Canada Post Continues To Stand Still As The World Passes It By

With the federal government deciding last week to let the status quo ride instead of reforming Canada Post, it’s worth asking once again why the Crown corporation should maintain its monopoly on the delivery of letters weighing less than 500 grams.

Striking a compromise that seemed designed to please nobody, the government announced that it will not resume the replacement of door-to-door mail delivery with community mailboxes. But neither will it reverse the conversions begun under the previous government, as many of the 840,000 affected households — not to mention the Canadian Union of Postal Workers — were hoping.

This non-reform comes as the postal landscape continues to be transformed by modern communications technology. Thanks to the ubiquity of things like email and online bill payment, physical letter mail volumes in Canada have declined by 44 per cent over the past 10 years. Meanwhile, as people get more and more comfortable with the idea of ordering consumer goods online, Canada Post’s parcel delivery volumes increased by almost 39 per cent in the third quarter of 2017 alone.

Faced with such changing circumstances, private companies in a competitive environment tend to adapt their service offerings and pricing structures accordingly. If they don’t, they lose market share to their more nimble competitors.

A monopoly, on the other hand, can count on maintaining 100 per cent of the market it monopolizes, regardless of what actions it does or does not take. But it can’t keep that market from shrinking, as the above statistic shows.

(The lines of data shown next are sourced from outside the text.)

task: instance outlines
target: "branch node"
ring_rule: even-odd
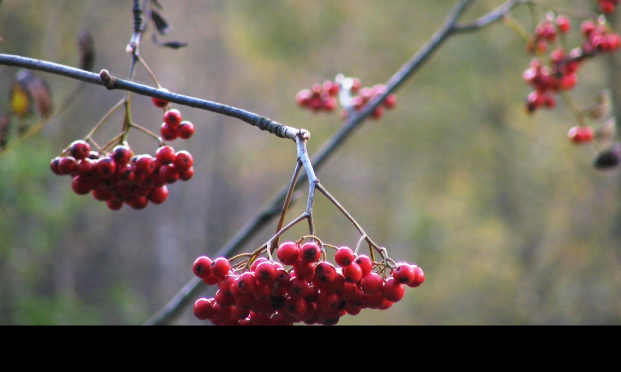
[[[297,136],[302,141],[308,141],[310,138],[310,132],[306,129],[301,129],[297,132]]]
[[[104,86],[109,89],[114,89],[116,86],[116,81],[107,69],[102,69],[99,72],[99,78],[104,83]]]

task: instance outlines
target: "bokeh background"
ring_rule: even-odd
[[[313,153],[342,121],[299,109],[296,93],[339,73],[365,86],[384,82],[455,1],[160,2],[173,27],[164,38],[189,44],[173,51],[152,43],[150,33],[145,38],[142,54],[165,87],[307,128]],[[463,19],[501,2],[475,1]],[[572,17],[597,7],[594,0],[542,2],[573,9]],[[132,3],[4,0],[0,51],[77,66],[76,38],[86,29],[94,38],[94,70],[126,77]],[[513,16],[532,29],[528,9]],[[580,19],[572,20],[576,44]],[[451,38],[401,87],[397,107],[365,123],[318,171],[375,241],[427,277],[389,309],[365,310],[340,324],[621,323],[621,174],[595,170],[596,149],[569,143],[576,122],[566,104],[525,113],[530,87],[522,74],[531,56],[524,46],[500,24]],[[589,61],[571,99],[584,107],[610,87],[621,113],[620,63],[618,54]],[[2,110],[17,71],[0,66]],[[78,84],[37,74],[57,104]],[[151,84],[140,69],[137,81]],[[194,155],[196,175],[171,186],[164,204],[111,211],[73,193],[50,160],[122,95],[87,87],[0,161],[0,324],[140,324],[192,278],[196,257],[215,253],[290,180],[291,141],[177,106],[197,130],[172,144]],[[153,130],[161,123],[147,97],[134,98],[132,113]],[[106,142],[121,124],[113,116],[96,138]],[[156,148],[140,133],[130,143],[137,153]],[[301,212],[305,197],[290,216]],[[324,241],[355,245],[355,230],[320,195],[315,210]],[[244,250],[266,241],[275,224]],[[201,296],[212,293],[206,286]],[[173,324],[204,322],[189,306]]]

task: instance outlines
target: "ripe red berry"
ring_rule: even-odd
[[[194,164],[194,158],[192,154],[185,150],[177,151],[175,154],[175,167],[179,172],[183,172],[190,169]]]
[[[217,278],[223,278],[229,274],[231,265],[229,260],[219,257],[211,263],[211,273]]]
[[[85,159],[91,152],[91,145],[82,140],[74,141],[69,146],[69,152],[78,160]]]
[[[194,314],[201,321],[206,321],[214,316],[214,299],[199,298],[194,305]]]
[[[392,270],[392,277],[399,283],[407,284],[416,277],[414,268],[406,262],[400,262]]]
[[[355,259],[356,256],[349,247],[340,247],[334,254],[334,262],[339,266],[347,266]]]
[[[392,277],[388,278],[382,286],[382,296],[388,301],[397,302],[403,298],[405,293],[404,285]]]
[[[567,135],[571,142],[580,144],[588,143],[593,140],[593,128],[591,126],[581,126],[576,125],[568,132]]]
[[[207,256],[201,256],[194,260],[192,271],[199,278],[206,278],[211,274],[211,259]]]
[[[304,243],[300,247],[300,258],[305,263],[316,262],[321,257],[321,249],[315,242]]]
[[[366,294],[374,294],[382,290],[384,280],[377,273],[369,273],[360,281],[360,287]]]
[[[166,93],[169,92],[168,89],[166,89],[166,88],[160,88],[159,90],[162,92],[166,92]],[[152,100],[153,101],[153,105],[155,105],[156,107],[165,107],[169,103],[168,101],[165,99],[155,98],[155,97],[152,98]]]
[[[194,132],[194,124],[188,120],[181,122],[179,126],[177,127],[177,135],[179,136],[179,138],[188,140],[192,136]]]
[[[161,204],[168,198],[168,188],[165,185],[154,187],[147,197],[154,204]]]
[[[179,136],[179,134],[177,133],[177,128],[171,126],[167,123],[162,123],[161,126],[160,127],[160,134],[161,135],[161,138],[164,139],[165,141],[173,141],[176,140]]]
[[[181,113],[176,108],[171,108],[164,113],[164,122],[171,128],[176,128],[181,123]]]
[[[155,159],[163,166],[168,166],[175,161],[175,149],[170,146],[163,146],[155,151]]]
[[[286,242],[278,247],[276,255],[285,265],[293,265],[300,255],[300,248],[295,242]]]

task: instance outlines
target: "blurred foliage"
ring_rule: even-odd
[[[0,51],[78,66],[76,37],[86,29],[97,47],[93,70],[125,76],[130,2],[2,1]],[[313,153],[341,121],[296,107],[297,91],[338,73],[363,85],[385,82],[454,2],[161,0],[173,27],[167,37],[189,46],[169,50],[145,38],[141,53],[169,90],[306,128]],[[465,19],[501,2],[476,1]],[[596,6],[591,0],[548,2]],[[527,9],[515,16],[530,26]],[[619,172],[596,171],[596,149],[567,141],[576,123],[563,102],[553,112],[525,113],[529,88],[522,73],[530,59],[524,40],[502,25],[452,38],[401,87],[395,109],[366,123],[318,172],[391,257],[427,275],[390,309],[363,311],[343,324],[621,322]],[[619,59],[589,61],[571,97],[587,105],[608,87],[621,110]],[[16,72],[0,66],[0,97],[9,97]],[[45,78],[54,102],[78,84]],[[137,79],[149,82],[142,72]],[[73,194],[69,180],[49,170],[50,159],[122,94],[88,87],[0,161],[0,324],[140,324],[191,278],[197,256],[216,252],[289,182],[296,162],[291,143],[178,107],[197,131],[173,145],[194,155],[196,174],[173,185],[164,205],[115,213]],[[0,100],[2,111],[8,107]],[[136,97],[132,115],[154,130],[161,122],[150,99]],[[120,116],[113,118],[101,136],[114,135],[120,125]],[[130,141],[137,151],[155,150],[139,134]],[[315,213],[324,241],[355,244],[351,224],[320,197]],[[304,232],[294,230],[286,238]],[[175,324],[202,323],[187,308]]]

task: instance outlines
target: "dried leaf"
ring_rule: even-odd
[[[621,161],[621,143],[617,142],[597,154],[593,161],[593,166],[596,169],[611,169],[619,166],[620,161]]]
[[[160,35],[166,35],[173,29],[170,24],[162,17],[159,12],[155,9],[151,11],[151,20],[155,25],[155,28],[157,29],[158,32]]]
[[[26,84],[16,81],[11,88],[11,109],[18,118],[22,118],[32,112],[32,100]]]
[[[95,64],[95,44],[93,35],[88,30],[83,30],[78,35],[78,49],[79,51],[80,68],[92,71]]]
[[[22,118],[32,112],[33,104],[42,118],[47,118],[52,115],[52,94],[45,81],[29,70],[20,70],[11,89],[11,108],[17,117]]]

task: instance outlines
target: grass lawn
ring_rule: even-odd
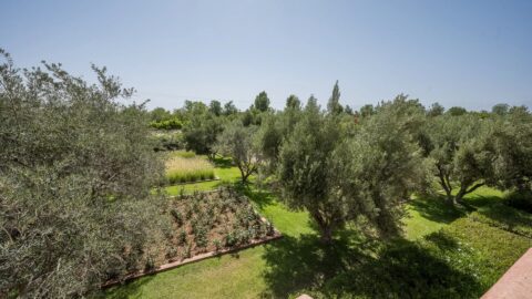
[[[239,179],[234,167],[215,172],[222,182],[186,185],[185,192]],[[306,212],[288,210],[275,195],[253,185],[241,192],[283,239],[145,277],[109,290],[106,297],[286,298],[308,292],[316,298],[478,298],[532,246],[532,238],[509,228],[526,231],[532,223],[514,209],[504,212],[513,219],[510,224],[498,217],[501,193],[490,188],[469,195],[469,209],[452,209],[439,198],[415,198],[407,206],[405,238],[376,243],[346,229],[330,247],[318,241]]]

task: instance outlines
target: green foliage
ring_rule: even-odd
[[[491,109],[491,113],[498,114],[498,115],[505,115],[508,114],[510,110],[509,104],[497,104]]]
[[[467,113],[468,111],[464,107],[459,107],[459,106],[452,106],[446,112],[446,114],[449,114],[451,116],[461,116]]]
[[[215,116],[222,115],[222,103],[216,100],[211,101],[211,104],[208,104],[208,111]]]
[[[181,132],[156,131],[152,133],[152,136],[155,140],[154,150],[156,152],[185,148],[185,140]]]
[[[166,173],[166,179],[168,184],[183,184],[183,183],[193,183],[207,179],[215,179],[214,169],[193,169],[193,171],[172,171]]]
[[[332,94],[327,103],[327,111],[330,114],[340,114],[344,111],[344,107],[340,104],[340,87],[338,86],[338,80],[332,87]]]
[[[194,107],[190,109],[195,110]],[[216,138],[224,128],[223,121],[207,112],[193,113],[191,117],[190,123],[183,128],[186,150],[214,158]]]
[[[284,142],[279,182],[287,204],[306,208],[324,241],[347,220],[365,218],[381,236],[399,231],[400,202],[424,176],[400,100],[385,103],[357,132],[309,100]]]
[[[224,128],[216,145],[218,152],[233,158],[244,183],[257,172],[260,158],[254,143],[255,131],[254,126],[246,127],[242,122],[234,121]]]
[[[429,120],[424,150],[433,173],[450,203],[485,184],[494,184],[492,146],[494,124],[474,115],[438,116]],[[458,192],[453,192],[458,185]]]
[[[518,109],[499,117],[491,144],[498,185],[532,190],[532,115]]]
[[[427,115],[431,117],[440,116],[443,114],[443,112],[446,112],[446,109],[442,105],[440,105],[440,103],[436,102],[432,105],[430,105],[429,111],[427,111]]]
[[[532,239],[532,215],[501,203],[480,207],[471,213],[471,219]]]
[[[142,269],[165,229],[144,106],[121,104],[132,90],[105,69],[91,85],[0,52],[0,293],[82,297]]]
[[[156,130],[181,130],[183,127],[183,123],[178,118],[170,118],[158,122],[153,121],[150,125]]]
[[[253,104],[253,107],[260,112],[266,112],[269,110],[269,99],[268,94],[265,91],[260,92],[255,97],[255,103]]]

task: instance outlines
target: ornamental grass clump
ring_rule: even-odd
[[[215,179],[214,166],[200,157],[171,156],[166,163],[166,183],[183,184]]]

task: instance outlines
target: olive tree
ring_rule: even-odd
[[[224,130],[223,120],[211,112],[204,111],[190,115],[190,122],[183,127],[186,150],[207,155],[209,159],[216,156],[216,140]]]
[[[0,297],[81,297],[142,269],[163,167],[143,105],[121,104],[133,90],[0,53]]]
[[[493,123],[474,115],[443,115],[427,124],[429,157],[448,202],[493,184]],[[454,192],[457,188],[457,192]]]
[[[246,183],[249,176],[257,172],[260,161],[254,141],[255,132],[255,126],[244,126],[242,122],[234,121],[225,126],[215,146],[219,153],[233,158],[241,171],[243,183]]]
[[[399,229],[400,203],[424,177],[407,121],[383,104],[356,132],[310,99],[283,143],[278,176],[289,207],[307,209],[324,243],[348,221],[362,220],[381,236]]]
[[[494,126],[494,173],[501,188],[532,189],[532,115],[511,109]]]

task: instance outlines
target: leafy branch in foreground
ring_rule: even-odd
[[[80,297],[142,268],[163,167],[143,105],[120,104],[133,90],[1,54],[0,297]]]

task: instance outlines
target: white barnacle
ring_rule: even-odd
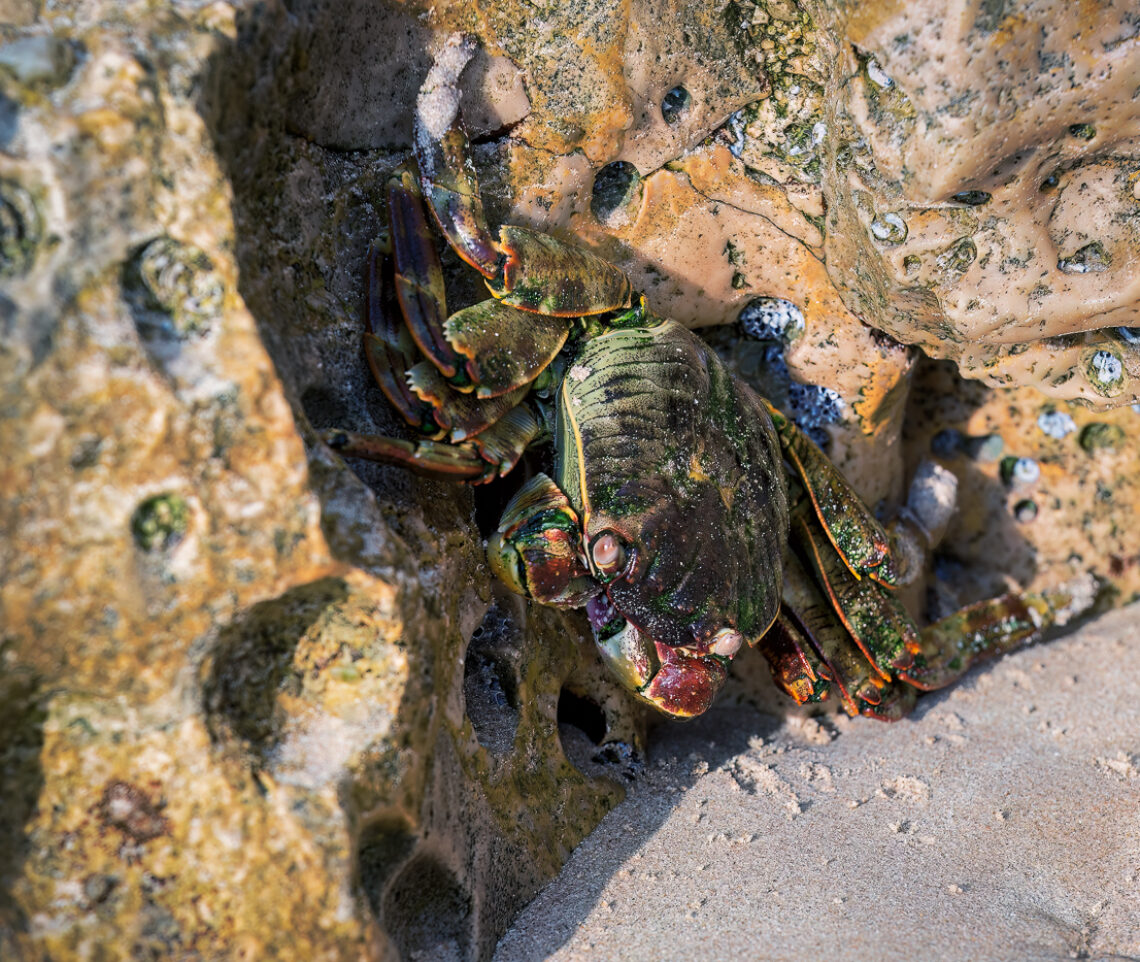
[[[455,122],[459,112],[459,75],[474,52],[475,44],[470,36],[453,33],[427,71],[416,98],[416,115],[432,140],[441,140]]]
[[[872,83],[877,87],[881,87],[883,90],[895,85],[895,81],[893,81],[887,75],[886,71],[879,66],[878,60],[871,59],[866,62],[866,75],[871,78]]]
[[[1037,427],[1050,438],[1060,440],[1076,431],[1076,422],[1062,410],[1047,410],[1037,417]]]

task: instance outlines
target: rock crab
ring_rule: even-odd
[[[507,505],[491,568],[537,602],[585,606],[641,699],[705,711],[747,643],[797,702],[905,715],[917,688],[1033,638],[1057,600],[1005,595],[919,629],[883,528],[823,453],[699,337],[595,254],[491,234],[458,111],[454,38],[417,103],[415,161],[388,184],[368,256],[365,351],[421,438],[325,432],[341,454],[480,483],[553,439],[554,476]],[[425,207],[491,299],[448,315]]]

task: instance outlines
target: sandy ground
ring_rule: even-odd
[[[719,709],[653,744],[496,962],[1140,959],[1140,605],[896,725]]]

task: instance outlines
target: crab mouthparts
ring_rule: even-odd
[[[731,629],[718,631],[700,653],[654,642],[622,618],[604,593],[586,603],[586,614],[598,654],[618,680],[676,718],[692,718],[712,703],[741,642]]]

With less mail to deliver, each piece of mail becomes more expensive to deliver — other things remaining equal. Switching to community mailboxes was one way to try to reduce costs, by providing a less complete service. Now that this option has been taken off the table, the Crown corporation will have to come up with some other way to balance the books. Raising prices has been a popular response in recent years, with the price of a stamp having increased by 44 per cent from 2007 to 2015, adjusted for inflation.

Yet why should Canada Post have a monopoly on letters? And why do Canadians, through the federal government, need to be in the business of delivering mail? The short answers: It shouldn’t, and they don’t.

As my MEI colleagues pointed out in a 2011 study, several countries have liberalized and privatized their postal services, and lo and behold, the sky did not fall in the wake of these changes. Canada could do the same, and allow private actors in a competitive market to decide how to adapt to the rapidly evolving landscape.

Would private providers charge more to deliver letters to far-flung, sparsely populated villages? They likely would, since it costs more to deliver letters to far-flung, sparsely populated villages. That’s just a fact. But people might have the option of paying different rates for daily home delivery, less frequent delivery, community mailbox delivery or even postal outlet pickup. That’s what the competitive market tends to provide: options, based on objective, impartial criteria.

Another thing the market tends to do is encourage innovation, meaning better, cheaper ways of providing better goods and services than before. Government monopolies, on the other hand, have little reason not to keep doing the same thing they’ve always done, the same way they’ve always done it.

Jasmin Guénette is Vice President of Operations at the Montreal Economic Institute. The views reflected in this op-ed are his own.